This has puzzled me for days and I couldnt find any explanation on the internet.
I noticed HTSeq-count gives the reads counts of a gene as 0. But when viewed in IGV with the accepted_hits.bam from tophat2 alignment, there are hundreds to thousands reads aligned in that gene region (from different samples).
This is how I used HTSeq-count from HTSeq/0.6.1p1 and samtools/1.1
samtools sort -T tmp -o accepted_hits_nsort.bam -n accepted_hits.bam
htseq-count --format=bam --strand=no --order=name -a 5 --mode=union accepted_hits_nsort.bam Homo_sapiens.GRCh37.72.gtf > htseq_count_0.6.txt
However, when I break down the accepted_hits.bam and extract the chromosome where the gene is, HTSeq-count gives the right reads counts for this BAM file.

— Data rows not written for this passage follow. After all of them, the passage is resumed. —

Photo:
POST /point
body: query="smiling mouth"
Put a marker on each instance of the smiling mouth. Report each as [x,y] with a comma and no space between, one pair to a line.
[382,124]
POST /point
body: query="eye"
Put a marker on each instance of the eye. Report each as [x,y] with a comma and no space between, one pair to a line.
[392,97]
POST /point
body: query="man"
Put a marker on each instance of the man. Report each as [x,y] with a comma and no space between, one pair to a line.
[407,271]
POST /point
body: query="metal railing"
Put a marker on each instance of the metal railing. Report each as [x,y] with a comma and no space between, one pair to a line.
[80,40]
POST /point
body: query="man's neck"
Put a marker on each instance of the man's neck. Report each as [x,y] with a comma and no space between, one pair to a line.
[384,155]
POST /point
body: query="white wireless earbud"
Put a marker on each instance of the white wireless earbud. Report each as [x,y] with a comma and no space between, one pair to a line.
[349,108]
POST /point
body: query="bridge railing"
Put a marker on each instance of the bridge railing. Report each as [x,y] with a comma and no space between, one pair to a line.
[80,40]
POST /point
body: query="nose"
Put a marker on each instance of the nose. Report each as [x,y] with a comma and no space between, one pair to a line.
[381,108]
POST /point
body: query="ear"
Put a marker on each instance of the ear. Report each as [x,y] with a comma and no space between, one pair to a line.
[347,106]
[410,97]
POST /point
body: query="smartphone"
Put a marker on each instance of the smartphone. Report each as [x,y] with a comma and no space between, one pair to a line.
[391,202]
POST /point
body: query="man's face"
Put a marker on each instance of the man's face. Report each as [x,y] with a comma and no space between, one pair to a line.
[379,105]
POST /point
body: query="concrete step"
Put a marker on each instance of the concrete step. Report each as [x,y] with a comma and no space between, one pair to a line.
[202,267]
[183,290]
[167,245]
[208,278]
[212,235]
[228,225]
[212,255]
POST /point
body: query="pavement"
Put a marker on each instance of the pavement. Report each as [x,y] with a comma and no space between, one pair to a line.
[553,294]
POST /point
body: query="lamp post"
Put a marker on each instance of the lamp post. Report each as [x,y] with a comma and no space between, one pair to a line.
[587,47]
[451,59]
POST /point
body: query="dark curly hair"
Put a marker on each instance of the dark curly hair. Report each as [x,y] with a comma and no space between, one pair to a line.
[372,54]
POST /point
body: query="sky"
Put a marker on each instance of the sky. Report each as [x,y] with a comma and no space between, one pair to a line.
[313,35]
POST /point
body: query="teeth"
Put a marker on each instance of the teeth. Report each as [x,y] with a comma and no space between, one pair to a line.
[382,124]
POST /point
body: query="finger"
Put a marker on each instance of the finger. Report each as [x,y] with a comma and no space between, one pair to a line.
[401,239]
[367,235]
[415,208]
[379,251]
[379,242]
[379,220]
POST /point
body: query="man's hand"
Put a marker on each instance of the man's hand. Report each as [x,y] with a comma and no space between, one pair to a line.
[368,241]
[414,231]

My accepted_hits.bam contains 60,845,216 alginemnt using samtools view -c accepted_hits.bam. I dont think for PE RNA-seq, file at size of 4.5G would be a problem for samtools or HTSeq-count to deal with?
My suspicions are:
1. samtools name sort problem
2. htseq-count bug
3. out of memory
But from the try-error I have done so far, I cannot really figure out what has gone wrong here.
Could any one give any hint here? Any suggestion would be appreciated. Thanks.